RNC Diary Part Six: Sanctuary

"There was music in the cafes at night
And revolution in the air..."
                                                  Bob Dylan, Tangled up in Blue

It's a  pearl tucked just north of the Insterstate at 1540 N. Franklin St. A place in a landscape Hopper would have loved to paint at dusk. Every night during the RNC Convention it was busy. Lots of young men and women in dark clothing, looking a little tired, lost and sunburned. It reminded me of Rick's Cafe Americain in Casablanca. Spook types hanging out among the regulars. Neighbors from Romneyville passing time. One tall Georgia boy, a 'street medic' looked lonely, eyes glazed. He wondered in a barely audible soft drawl if Americans would ever be able to speak with each other civilly again. A skinny man in his fifties, gray hair tied into a knot, asks to sit at my table, and began lecturing on peak oil and global warming while I sip my Cafe Americano.

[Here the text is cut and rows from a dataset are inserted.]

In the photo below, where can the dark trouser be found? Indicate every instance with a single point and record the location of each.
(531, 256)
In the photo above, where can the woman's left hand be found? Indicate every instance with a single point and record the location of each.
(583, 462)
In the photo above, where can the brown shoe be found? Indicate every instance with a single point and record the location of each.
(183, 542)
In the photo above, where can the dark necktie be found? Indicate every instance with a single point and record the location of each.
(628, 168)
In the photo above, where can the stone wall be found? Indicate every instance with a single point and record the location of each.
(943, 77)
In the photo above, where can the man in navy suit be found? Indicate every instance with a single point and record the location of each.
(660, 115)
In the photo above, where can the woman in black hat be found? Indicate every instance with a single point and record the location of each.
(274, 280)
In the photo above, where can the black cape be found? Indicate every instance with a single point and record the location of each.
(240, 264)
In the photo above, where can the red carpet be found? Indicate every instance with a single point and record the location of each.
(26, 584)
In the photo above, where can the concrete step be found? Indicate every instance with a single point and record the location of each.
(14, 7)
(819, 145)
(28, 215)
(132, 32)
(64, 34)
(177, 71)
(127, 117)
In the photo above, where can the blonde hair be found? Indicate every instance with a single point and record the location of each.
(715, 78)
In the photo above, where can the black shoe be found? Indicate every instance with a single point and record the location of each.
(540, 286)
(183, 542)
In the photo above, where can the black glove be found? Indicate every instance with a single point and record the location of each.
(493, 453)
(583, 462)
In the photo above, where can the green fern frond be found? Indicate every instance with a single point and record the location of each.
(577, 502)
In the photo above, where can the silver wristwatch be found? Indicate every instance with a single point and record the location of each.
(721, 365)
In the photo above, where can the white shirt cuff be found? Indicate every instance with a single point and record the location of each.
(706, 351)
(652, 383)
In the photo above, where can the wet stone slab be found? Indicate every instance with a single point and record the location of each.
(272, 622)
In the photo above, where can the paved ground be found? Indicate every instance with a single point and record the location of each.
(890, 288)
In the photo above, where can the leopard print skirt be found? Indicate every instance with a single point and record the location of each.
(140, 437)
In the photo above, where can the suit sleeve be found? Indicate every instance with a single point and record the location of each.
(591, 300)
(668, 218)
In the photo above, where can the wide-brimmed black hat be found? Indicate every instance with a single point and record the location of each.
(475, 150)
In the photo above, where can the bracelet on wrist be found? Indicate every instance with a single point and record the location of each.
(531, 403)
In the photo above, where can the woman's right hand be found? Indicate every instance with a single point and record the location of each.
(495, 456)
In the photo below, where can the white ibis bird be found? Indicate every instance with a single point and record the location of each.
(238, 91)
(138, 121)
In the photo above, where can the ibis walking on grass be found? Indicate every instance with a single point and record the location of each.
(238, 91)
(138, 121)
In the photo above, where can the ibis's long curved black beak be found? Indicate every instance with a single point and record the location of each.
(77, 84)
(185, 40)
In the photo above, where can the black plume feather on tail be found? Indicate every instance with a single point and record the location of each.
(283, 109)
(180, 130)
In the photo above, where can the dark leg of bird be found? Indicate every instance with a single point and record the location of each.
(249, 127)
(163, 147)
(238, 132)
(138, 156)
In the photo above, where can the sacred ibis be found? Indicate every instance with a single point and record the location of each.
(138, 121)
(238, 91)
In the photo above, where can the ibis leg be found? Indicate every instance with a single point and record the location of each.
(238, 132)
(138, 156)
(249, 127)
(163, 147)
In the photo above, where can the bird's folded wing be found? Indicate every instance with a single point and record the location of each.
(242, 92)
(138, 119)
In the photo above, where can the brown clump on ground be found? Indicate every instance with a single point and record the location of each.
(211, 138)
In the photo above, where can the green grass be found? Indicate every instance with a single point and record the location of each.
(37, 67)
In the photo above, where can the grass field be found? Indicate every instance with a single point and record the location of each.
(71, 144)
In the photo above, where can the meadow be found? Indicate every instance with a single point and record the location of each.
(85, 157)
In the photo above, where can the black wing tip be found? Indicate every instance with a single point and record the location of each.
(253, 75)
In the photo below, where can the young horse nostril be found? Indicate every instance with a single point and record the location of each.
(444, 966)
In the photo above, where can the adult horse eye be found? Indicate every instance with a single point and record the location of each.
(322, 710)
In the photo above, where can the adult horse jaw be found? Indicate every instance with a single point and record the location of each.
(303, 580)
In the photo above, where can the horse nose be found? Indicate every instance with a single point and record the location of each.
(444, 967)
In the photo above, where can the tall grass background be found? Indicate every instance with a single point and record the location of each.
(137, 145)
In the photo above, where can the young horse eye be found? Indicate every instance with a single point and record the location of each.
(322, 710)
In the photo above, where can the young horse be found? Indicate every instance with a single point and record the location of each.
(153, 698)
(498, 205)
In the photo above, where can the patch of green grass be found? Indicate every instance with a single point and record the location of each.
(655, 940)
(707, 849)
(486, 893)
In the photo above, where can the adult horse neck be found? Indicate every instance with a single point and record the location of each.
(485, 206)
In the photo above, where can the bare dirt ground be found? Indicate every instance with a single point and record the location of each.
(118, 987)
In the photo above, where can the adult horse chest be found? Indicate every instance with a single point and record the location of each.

I tell him about when I used to wait tables at a place Nixon ate, and he asks me why I did not poison him. "I'm not a killer, Sir". The walls are covered with political art (to be reviewed here soon). Viewers in black moved from one work to the next in a sequential procession, like a serpentine belt in an engine in slow motion.The silvery aluminum tables outside were packed with people, many more are sitting on the sidewalk, their backs to the wall. A couple made out on the concrete in plain view. She had an exotic face belonging on a Goddess rising from the sea...he a taut body and dreadlocks.

Cafe Hey
Three guys arrived. One stood impatiently behind the guy lecturing on peak oil for some time, until noticed, then all moved to another table. I spoke briefly with a well-known local artist, an older man and his wife. Cafe Hey opened its doors in solidarity and kindness to protesters. In order to feed the hungry, they created a 'special' consisting of a huge bowl of rice, beans, Cuban bread and coffee, all for under four dollars. I sampled one, and it was easily big enough to feed three people. They fed the soul with music, like that of Jun Bustamante, and head with performance artist Vermin Supreme's take on memes. The conversation was the opposite of that ongoing at the RNC Convention. With few exceptions, honest, down to earth and with genuine concern for the world and its future. There was a wave of rumor rippling through about a flash mob near a checkpoint. Some got up an started walking in that direction. Others stayed.

In this Convention, this was where the wild things convened, sought -- and found -- sanctuary.